И Таня нашла для него подарок — широкий шарф из мягкой тонкой шерсти. Ужасно дорогой, он стоил столько же, сколько духи для мамы, но Тане было совершенно не жалко денег на этот подарок. Она даже решила не покупать сумку для себя. «На фиг мне нужна эта сумка? — подумала она. — Все равно же не напишешь на ней, чтобы все видели, что она из Парижа! А если все равно не видно, то можно и в Москве сумку купить!»
Она поднялась на четырнадцатый этаж и вошла в их лабораторию. Янушка в этот день отсутствовала, Камилла сидела, созерцая экран компьютера, отвернувшись от всего мира, мадам Гийяр тоже не было в ее закутке за прозрачной перегородкой. За Таниным столом на круглом высоком стуле восседал Али. Увидев входящую Таню, быстро закрыл какой-то файл ее компьютера и уселся за свой рабочий стол.
— Привет! — машинально сказала Таня и подошла к компьютеру.
— Привет! — отозвался Али и, улыбнувшись во всю свою кофейную рожу, выскользнул из комнаты.
— Что он делал в моем компьютере? — спросила у Камиллы Татьяна.
— Не знаю, я ничего не видела, — отозвалась та, не поворачивая головы.
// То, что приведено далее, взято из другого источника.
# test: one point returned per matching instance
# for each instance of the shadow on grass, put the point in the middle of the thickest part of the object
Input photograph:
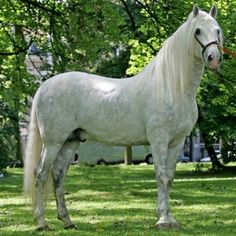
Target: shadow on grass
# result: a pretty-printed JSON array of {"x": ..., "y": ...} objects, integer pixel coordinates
[{"x": 118, "y": 200}]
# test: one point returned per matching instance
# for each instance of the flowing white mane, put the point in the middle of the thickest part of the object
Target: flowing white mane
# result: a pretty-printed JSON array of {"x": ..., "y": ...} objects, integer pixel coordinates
[{"x": 172, "y": 69}]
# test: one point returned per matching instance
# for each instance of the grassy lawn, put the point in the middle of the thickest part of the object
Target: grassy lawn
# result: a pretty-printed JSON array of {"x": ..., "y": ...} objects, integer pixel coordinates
[{"x": 120, "y": 200}]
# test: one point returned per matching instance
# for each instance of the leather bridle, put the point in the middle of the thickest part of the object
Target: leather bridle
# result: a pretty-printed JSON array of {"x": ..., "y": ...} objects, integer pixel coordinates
[{"x": 204, "y": 47}]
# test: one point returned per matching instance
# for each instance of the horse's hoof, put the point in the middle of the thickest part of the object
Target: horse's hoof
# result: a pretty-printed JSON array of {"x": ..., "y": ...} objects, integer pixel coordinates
[
  {"x": 163, "y": 226},
  {"x": 42, "y": 227},
  {"x": 176, "y": 225},
  {"x": 70, "y": 226},
  {"x": 166, "y": 226}
]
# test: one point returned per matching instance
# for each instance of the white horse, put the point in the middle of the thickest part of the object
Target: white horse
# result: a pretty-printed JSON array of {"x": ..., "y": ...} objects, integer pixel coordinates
[{"x": 156, "y": 107}]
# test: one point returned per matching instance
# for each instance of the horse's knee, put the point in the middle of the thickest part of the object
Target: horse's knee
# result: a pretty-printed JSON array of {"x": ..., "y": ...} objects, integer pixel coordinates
[{"x": 164, "y": 179}]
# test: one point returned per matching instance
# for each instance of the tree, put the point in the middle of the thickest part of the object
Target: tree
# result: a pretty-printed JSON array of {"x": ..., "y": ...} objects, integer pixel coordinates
[
  {"x": 217, "y": 92},
  {"x": 78, "y": 34}
]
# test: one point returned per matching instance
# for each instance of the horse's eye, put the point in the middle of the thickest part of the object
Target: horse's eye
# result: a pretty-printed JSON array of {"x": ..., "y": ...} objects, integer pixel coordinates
[{"x": 198, "y": 31}]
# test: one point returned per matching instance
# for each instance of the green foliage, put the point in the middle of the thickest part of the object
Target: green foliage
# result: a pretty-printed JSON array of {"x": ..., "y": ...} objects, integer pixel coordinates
[
  {"x": 217, "y": 93},
  {"x": 103, "y": 37}
]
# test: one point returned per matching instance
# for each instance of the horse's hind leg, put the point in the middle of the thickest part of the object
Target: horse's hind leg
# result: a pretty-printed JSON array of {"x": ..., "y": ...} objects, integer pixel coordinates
[
  {"x": 42, "y": 172},
  {"x": 60, "y": 167}
]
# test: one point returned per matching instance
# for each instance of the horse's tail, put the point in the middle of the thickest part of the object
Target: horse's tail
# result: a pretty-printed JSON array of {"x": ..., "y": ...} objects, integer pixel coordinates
[{"x": 32, "y": 154}]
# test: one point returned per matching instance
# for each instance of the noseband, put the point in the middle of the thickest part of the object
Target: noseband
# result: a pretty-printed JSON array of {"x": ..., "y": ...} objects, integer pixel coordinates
[{"x": 204, "y": 47}]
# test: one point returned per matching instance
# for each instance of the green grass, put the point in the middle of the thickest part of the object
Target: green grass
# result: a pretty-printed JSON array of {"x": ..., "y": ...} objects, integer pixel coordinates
[{"x": 120, "y": 200}]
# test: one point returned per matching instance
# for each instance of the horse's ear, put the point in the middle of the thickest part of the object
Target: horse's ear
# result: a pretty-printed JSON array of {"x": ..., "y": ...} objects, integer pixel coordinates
[
  {"x": 195, "y": 10},
  {"x": 213, "y": 11}
]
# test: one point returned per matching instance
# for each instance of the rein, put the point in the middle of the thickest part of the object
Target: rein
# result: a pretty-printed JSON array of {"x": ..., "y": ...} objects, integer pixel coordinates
[
  {"x": 204, "y": 47},
  {"x": 221, "y": 49}
]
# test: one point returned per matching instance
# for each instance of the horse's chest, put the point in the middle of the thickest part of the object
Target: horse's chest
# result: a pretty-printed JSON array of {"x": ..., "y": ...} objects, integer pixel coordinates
[{"x": 183, "y": 121}]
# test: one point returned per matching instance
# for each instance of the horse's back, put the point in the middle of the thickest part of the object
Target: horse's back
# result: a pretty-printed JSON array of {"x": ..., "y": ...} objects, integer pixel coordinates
[{"x": 105, "y": 108}]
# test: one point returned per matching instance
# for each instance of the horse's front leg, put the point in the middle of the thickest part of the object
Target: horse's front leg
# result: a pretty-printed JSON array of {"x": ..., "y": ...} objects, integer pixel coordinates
[
  {"x": 60, "y": 167},
  {"x": 165, "y": 159}
]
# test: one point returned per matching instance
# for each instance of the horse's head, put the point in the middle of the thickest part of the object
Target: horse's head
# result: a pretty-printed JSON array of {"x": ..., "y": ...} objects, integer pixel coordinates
[{"x": 208, "y": 37}]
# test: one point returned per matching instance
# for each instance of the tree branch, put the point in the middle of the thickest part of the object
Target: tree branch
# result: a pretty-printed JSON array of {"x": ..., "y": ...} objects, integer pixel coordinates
[
  {"x": 20, "y": 50},
  {"x": 42, "y": 7}
]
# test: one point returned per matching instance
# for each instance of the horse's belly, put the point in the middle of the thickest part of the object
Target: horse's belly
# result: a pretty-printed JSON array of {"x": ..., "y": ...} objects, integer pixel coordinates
[{"x": 115, "y": 133}]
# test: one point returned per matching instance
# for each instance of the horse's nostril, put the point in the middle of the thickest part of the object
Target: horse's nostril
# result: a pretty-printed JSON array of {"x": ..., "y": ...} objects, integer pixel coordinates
[{"x": 210, "y": 58}]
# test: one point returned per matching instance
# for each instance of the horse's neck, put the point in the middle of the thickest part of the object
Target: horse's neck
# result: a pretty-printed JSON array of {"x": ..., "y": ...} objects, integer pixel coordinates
[{"x": 183, "y": 69}]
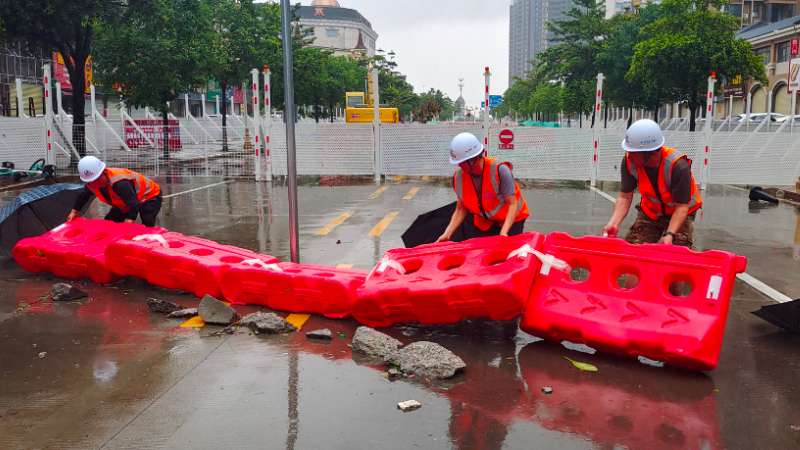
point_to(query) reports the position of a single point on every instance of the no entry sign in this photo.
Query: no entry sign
(506, 138)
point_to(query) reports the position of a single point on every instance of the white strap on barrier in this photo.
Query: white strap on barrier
(262, 264)
(152, 238)
(714, 287)
(548, 261)
(387, 263)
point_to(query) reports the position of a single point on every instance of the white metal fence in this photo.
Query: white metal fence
(407, 149)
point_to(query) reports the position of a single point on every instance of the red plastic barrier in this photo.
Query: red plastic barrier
(76, 249)
(448, 282)
(301, 288)
(176, 261)
(666, 303)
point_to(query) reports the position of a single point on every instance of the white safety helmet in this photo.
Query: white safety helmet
(465, 146)
(90, 168)
(643, 136)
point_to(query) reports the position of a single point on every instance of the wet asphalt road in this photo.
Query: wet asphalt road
(115, 376)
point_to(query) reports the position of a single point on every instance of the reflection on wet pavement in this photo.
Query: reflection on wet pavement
(116, 376)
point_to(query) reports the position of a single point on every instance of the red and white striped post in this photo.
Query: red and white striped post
(598, 103)
(255, 124)
(709, 130)
(48, 113)
(266, 125)
(487, 75)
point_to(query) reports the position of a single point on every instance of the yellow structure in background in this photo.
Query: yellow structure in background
(360, 109)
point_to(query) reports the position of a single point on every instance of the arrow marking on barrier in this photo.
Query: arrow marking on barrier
(635, 313)
(597, 305)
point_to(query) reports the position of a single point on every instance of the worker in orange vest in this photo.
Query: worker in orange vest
(670, 197)
(129, 193)
(486, 190)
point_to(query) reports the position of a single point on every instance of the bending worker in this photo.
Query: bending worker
(486, 190)
(130, 194)
(670, 197)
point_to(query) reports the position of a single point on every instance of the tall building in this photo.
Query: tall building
(343, 30)
(529, 34)
(751, 12)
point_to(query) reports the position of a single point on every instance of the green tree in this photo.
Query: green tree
(154, 52)
(245, 36)
(66, 27)
(691, 39)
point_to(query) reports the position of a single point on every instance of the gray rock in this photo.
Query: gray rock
(427, 359)
(324, 334)
(162, 306)
(374, 343)
(183, 313)
(215, 312)
(64, 292)
(268, 323)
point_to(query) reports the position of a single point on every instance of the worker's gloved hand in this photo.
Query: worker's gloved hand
(610, 230)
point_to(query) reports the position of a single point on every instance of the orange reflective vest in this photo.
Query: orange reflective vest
(658, 203)
(145, 188)
(490, 208)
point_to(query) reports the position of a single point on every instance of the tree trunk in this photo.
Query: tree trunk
(692, 110)
(165, 131)
(77, 77)
(223, 109)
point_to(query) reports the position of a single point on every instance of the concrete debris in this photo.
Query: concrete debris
(64, 292)
(427, 359)
(324, 334)
(409, 405)
(215, 312)
(183, 313)
(374, 343)
(268, 323)
(162, 306)
(393, 373)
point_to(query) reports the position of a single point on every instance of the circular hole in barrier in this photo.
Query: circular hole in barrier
(231, 259)
(680, 288)
(412, 265)
(627, 280)
(579, 274)
(451, 262)
(495, 258)
(99, 237)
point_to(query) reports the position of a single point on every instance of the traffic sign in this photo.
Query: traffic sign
(506, 138)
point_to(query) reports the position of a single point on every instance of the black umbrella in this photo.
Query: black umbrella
(785, 315)
(429, 226)
(35, 211)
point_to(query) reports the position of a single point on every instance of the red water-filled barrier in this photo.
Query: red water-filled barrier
(448, 282)
(666, 303)
(76, 249)
(293, 287)
(177, 261)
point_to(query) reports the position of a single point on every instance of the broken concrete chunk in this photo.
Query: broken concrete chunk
(64, 292)
(215, 312)
(183, 313)
(409, 405)
(268, 323)
(324, 334)
(427, 359)
(374, 343)
(162, 306)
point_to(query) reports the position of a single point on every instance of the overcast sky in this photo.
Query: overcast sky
(439, 41)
«Вот гад! — подумала Таня. — Хотел напоследок скачать мою информацию! Правильно я всегда ставила пароль на свои файлы. И никому ведь не пожалуешься, что эта африканская бестия лазает по компьютерам!»
Мадам Гийяр возникла в двери, посмотрела на часы, удостоверившись, что все присутствуют к началу рабочего дня, и проследовала в свой комфортабельный закуток. Таня в ярости щелкала мышкой, открывая последний файл, с которым работала накануне. Наконец экран высветился последней страницей: «Happy birthday to you!» Поздравление было жирно отпечатано и заняло весь экран. «Вот оно что! — удивилась она. — Али меня поздравил. Значит, запомнил. Но как он все-таки проник в мой файл?»
Таня хотела сосредоточиться на работе. Но какое-то странное чувство тревоги мешало ей. Во-первых, она никак не могла дозвониться домой. Все-таки необычно, что родители не поздравили ее с самого утра. Во-вторых, ей хотелось большей определенности в ее положении. Сколько эта мадам Гийяр будет ее мучить, до каких пор? Уж туда или сюда, неизвестность всегда тяготит. В-третьих, этот Али с поздравлением. На душе у нее скребли кошки. Кое-как досидела она в лаборатории до обеда, а потом вошла за перегородку к мадам Гийяр.
— Меня тошнит и болит живот, — сказала она. — Могу я уйти?
— Конечно. — Мадам Гийяр внимательно посмотрела на Таню. — Желаю вам скорее поправиться!
— Спасибо, — ответила Таня. — Надеюсь, завтра я буду в порядке! — Ей пришлось очень сдерживать себя, чтобы не выбежать из лаборатории.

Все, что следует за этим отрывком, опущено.